Grocott & Ward, comps. Grocott’s Familiar Quotations, 6th ed. 189-?.


Many shall run to and fro, and knowledge shall be increased.
Daniel, Chap. xii. Ver. 4.

Just notions will into good actions grow,
And to our reason we our virtues owe;
False judgments are the unhappy source of ill,
And blinded error draws the passive will.
To know one God, and know ourselves, is all
We can true happiness or wisdom call.
Reading.—Christian instructed, 3 Notes and Queries, 240.

Beyond abstain
To ask; nor let thine own inventions hope
Things not reveal’d, which the invisible King
Only omniscient, hath suppress’d in night;—
Enough is left besides to search and know.
Knowledge is as food, and needs no less
Her temperance over appetite.
Milton.—Par. Lost, Book VII.

Which who mislike, the fault is in their judgments quite out of taste, and not in the sweet food of sweetly uttered knowledge.
Sir Philip Sydney.—Apology for Poetry. Arber’s re-print, Page 27.
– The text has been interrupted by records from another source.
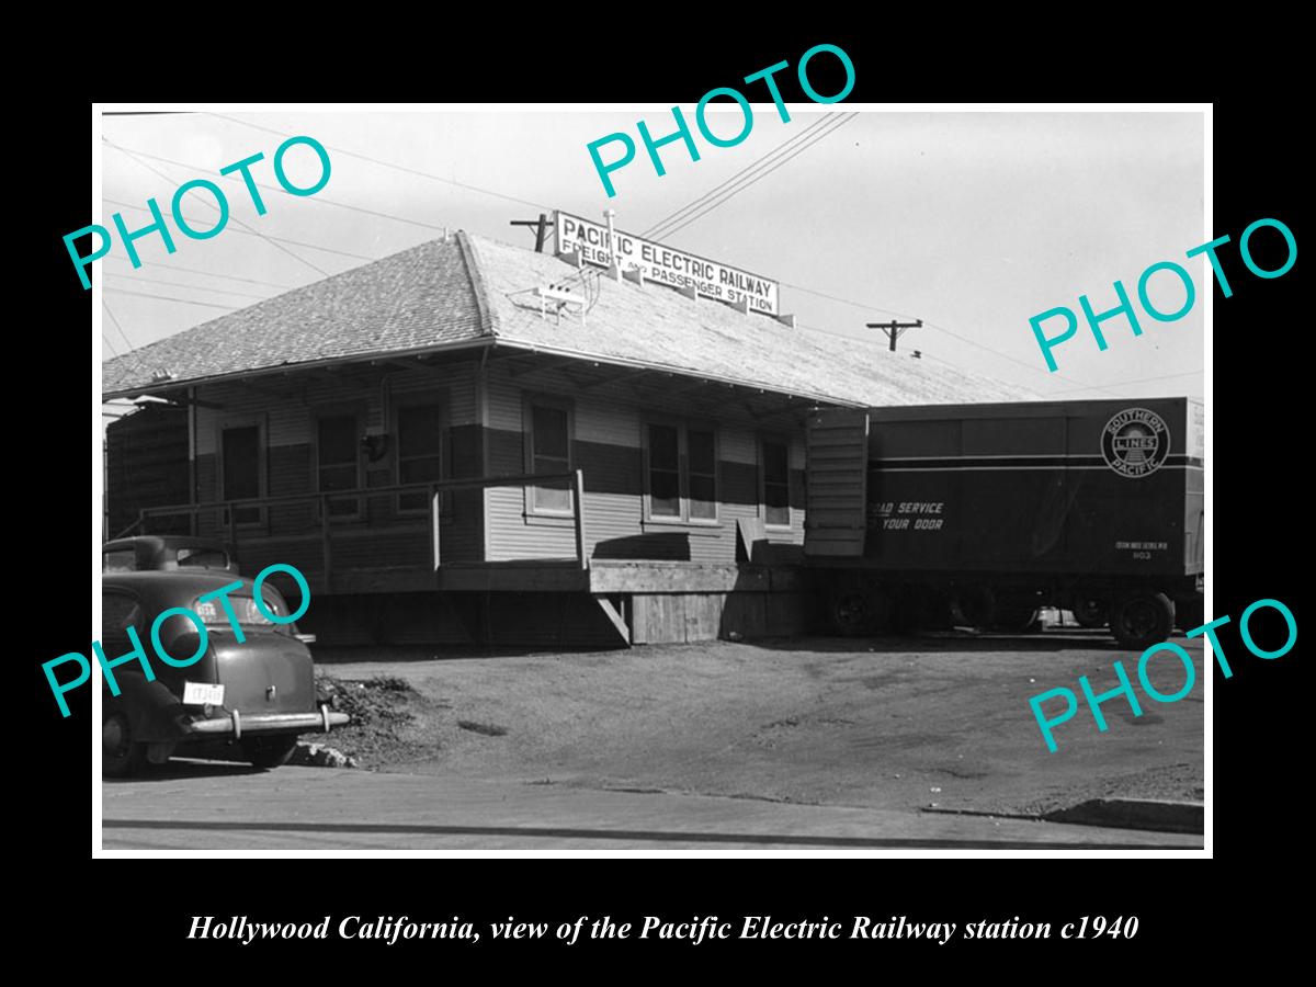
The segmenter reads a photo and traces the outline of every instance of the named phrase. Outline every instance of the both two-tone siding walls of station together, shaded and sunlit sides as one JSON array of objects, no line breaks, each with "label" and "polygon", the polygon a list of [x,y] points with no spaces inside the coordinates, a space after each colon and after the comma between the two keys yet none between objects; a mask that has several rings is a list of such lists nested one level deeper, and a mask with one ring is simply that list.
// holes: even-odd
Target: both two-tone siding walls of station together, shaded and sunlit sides
[{"label": "both two-tone siding walls of station together, shaded and sunlit sides", "polygon": [[[522,370],[524,370],[524,365]],[[801,544],[804,536],[804,429],[792,418],[763,424],[741,403],[687,392],[649,390],[637,396],[625,383],[576,386],[562,371],[513,374],[492,361],[483,380],[475,362],[416,370],[357,368],[337,374],[257,379],[251,386],[201,388],[203,401],[221,408],[196,412],[196,499],[220,500],[220,430],[226,424],[259,422],[266,432],[266,492],[270,496],[315,491],[315,420],[321,411],[355,408],[365,428],[392,432],[391,408],[411,395],[446,397],[445,471],[450,478],[519,475],[525,461],[524,408],[534,395],[557,397],[572,408],[572,466],[584,471],[586,549],[612,559],[675,559],[728,565],[737,561],[737,521],[761,519],[759,438],[780,436],[790,443],[791,525],[774,529],[776,542]],[[690,382],[674,378],[674,387]],[[722,393],[713,391],[713,393]],[[729,391],[726,392],[729,395]],[[387,405],[387,407],[386,407]],[[803,409],[801,409],[803,412]],[[386,417],[390,420],[386,421]],[[717,430],[717,524],[644,520],[644,422],[649,418],[713,425]],[[393,440],[396,442],[396,437]],[[366,486],[395,482],[396,446],[378,463],[365,462]],[[516,562],[572,558],[575,541],[567,517],[532,516],[520,486],[447,495],[441,532],[446,562]],[[384,569],[421,569],[429,561],[428,521],[399,516],[388,495],[367,497],[363,517],[332,525],[332,561],[341,574]],[[218,512],[203,516],[199,534],[226,536]],[[268,508],[265,521],[238,529],[243,566],[288,562],[308,576],[321,569],[320,521],[313,504]],[[253,546],[259,553],[251,554]],[[268,558],[266,558],[268,555]],[[346,584],[343,590],[349,588]],[[359,584],[358,588],[384,588]]]}]

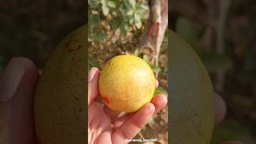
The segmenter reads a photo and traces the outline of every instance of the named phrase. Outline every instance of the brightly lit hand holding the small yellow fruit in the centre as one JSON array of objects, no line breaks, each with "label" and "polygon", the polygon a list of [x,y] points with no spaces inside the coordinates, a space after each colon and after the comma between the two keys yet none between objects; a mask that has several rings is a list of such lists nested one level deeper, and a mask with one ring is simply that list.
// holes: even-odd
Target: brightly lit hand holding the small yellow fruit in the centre
[{"label": "brightly lit hand holding the small yellow fruit in the centre", "polygon": [[167,98],[159,94],[137,112],[115,112],[97,102],[99,74],[98,68],[92,68],[88,76],[88,143],[128,143],[128,139],[134,138],[150,118],[166,106]]}]

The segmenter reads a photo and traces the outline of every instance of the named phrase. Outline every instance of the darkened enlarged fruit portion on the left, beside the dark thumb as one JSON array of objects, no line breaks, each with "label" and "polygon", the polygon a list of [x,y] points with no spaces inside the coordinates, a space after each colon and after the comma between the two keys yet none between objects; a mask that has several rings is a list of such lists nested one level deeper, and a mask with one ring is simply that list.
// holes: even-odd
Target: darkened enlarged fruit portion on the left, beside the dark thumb
[{"label": "darkened enlarged fruit portion on the left, beside the dark thumb", "polygon": [[86,143],[86,30],[64,38],[42,71],[34,98],[40,144]]}]

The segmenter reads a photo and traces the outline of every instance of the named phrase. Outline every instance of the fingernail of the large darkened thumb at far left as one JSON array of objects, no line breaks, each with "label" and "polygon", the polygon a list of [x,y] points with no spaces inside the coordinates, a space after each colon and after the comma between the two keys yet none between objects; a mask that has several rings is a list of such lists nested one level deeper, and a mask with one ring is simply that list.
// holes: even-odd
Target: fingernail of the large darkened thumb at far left
[{"label": "fingernail of the large darkened thumb at far left", "polygon": [[26,58],[12,58],[0,80],[0,102],[8,102],[15,94],[23,75],[32,63]]}]

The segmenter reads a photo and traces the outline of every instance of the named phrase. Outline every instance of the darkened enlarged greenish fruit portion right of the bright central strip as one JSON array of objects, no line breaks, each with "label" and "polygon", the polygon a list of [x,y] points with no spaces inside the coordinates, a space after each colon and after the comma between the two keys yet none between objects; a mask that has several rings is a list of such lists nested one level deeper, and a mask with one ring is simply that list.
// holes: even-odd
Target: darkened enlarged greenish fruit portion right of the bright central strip
[{"label": "darkened enlarged greenish fruit portion right of the bright central strip", "polygon": [[214,90],[194,50],[168,30],[170,143],[210,144],[214,128]]}]

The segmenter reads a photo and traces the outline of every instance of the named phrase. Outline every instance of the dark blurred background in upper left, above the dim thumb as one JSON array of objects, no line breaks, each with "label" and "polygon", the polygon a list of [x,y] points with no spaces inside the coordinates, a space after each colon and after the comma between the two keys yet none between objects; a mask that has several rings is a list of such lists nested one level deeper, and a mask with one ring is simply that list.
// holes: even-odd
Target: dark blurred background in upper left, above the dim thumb
[{"label": "dark blurred background in upper left, above the dim thumb", "polygon": [[84,1],[0,1],[0,75],[10,58],[25,56],[42,68],[50,53],[85,23]]}]

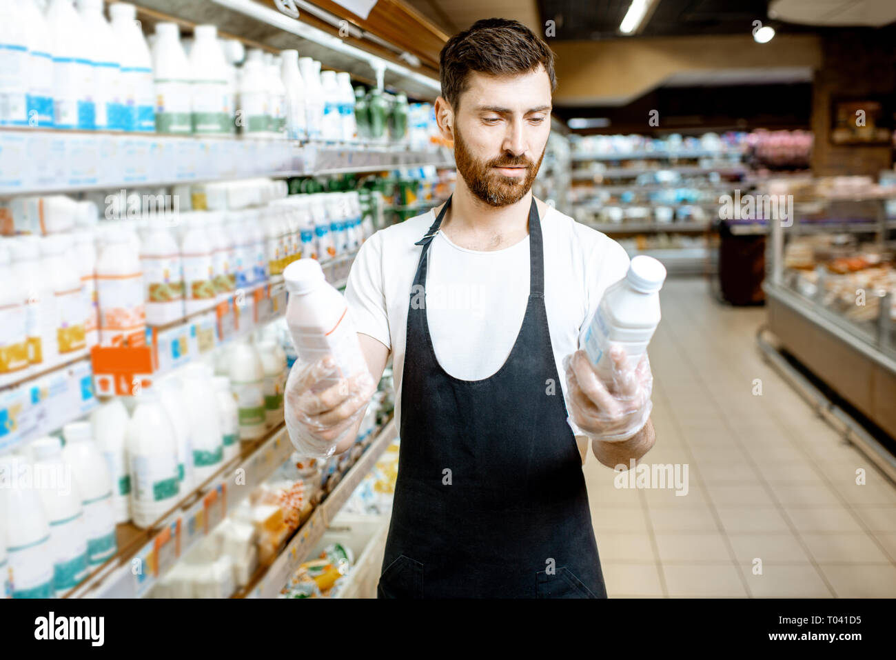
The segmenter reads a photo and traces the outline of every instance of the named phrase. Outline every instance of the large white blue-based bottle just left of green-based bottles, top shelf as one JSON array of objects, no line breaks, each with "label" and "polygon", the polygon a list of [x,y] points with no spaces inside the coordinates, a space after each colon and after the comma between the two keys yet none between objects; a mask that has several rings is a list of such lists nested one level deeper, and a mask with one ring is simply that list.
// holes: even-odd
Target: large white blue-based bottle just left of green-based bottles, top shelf
[{"label": "large white blue-based bottle just left of green-based bottles, top shelf", "polygon": [[155,89],[152,56],[137,27],[133,4],[109,5],[109,17],[121,56],[122,126],[124,131],[152,133],[156,130]]}]

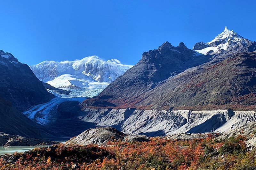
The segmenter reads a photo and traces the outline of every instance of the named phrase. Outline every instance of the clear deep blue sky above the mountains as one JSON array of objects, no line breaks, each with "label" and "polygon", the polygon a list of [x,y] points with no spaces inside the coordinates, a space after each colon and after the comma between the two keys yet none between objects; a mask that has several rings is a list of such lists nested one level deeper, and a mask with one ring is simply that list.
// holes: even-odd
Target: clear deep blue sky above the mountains
[{"label": "clear deep blue sky above the mountains", "polygon": [[0,49],[28,65],[98,55],[137,63],[164,41],[192,48],[225,26],[256,41],[255,1],[0,2]]}]

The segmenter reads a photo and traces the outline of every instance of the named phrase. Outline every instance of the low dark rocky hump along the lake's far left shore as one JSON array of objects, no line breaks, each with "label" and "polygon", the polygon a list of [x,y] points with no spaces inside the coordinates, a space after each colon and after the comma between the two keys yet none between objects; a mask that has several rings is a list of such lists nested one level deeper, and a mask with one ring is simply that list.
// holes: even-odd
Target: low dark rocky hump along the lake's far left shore
[{"label": "low dark rocky hump along the lake's far left shore", "polygon": [[30,145],[51,145],[58,144],[44,139],[34,139],[21,137],[19,135],[9,135],[0,132],[0,146],[30,146]]}]

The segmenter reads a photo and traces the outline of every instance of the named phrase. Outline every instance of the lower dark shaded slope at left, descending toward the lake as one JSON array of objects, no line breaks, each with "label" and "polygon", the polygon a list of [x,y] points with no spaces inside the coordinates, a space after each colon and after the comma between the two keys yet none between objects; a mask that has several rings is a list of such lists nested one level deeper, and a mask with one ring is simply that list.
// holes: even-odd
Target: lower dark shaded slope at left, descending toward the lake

Knowledge and Wisdom, far from being one,
Have oft-times no connexion. Knowledge dwells
In heads replete with thoughts of other men;
Wisdom in minds attentive to their own.
Cowper.—The Task, Book VI., Line 88.

Knowledge is power.—
Bacon.—De Heresibus, Nam et ipsa scientia potestas est; for knowledge itself is power.

A wise man is strong; yea, a man of knowledge increaseth strength.
Solomon.—Book of Proverbs, Chap. xxiv. Ver. 5.

Our knowledge is our power, and God our strength.
Southey.—Madoc. Part I. VI. 63.

The desire of knowledge in excess caused man to fall.
Bacon.—Essay 13, On Goodness.

Human knowledge is the parent of doubt.
Greville.—Maxims No. 26, 3 Ed. 1768.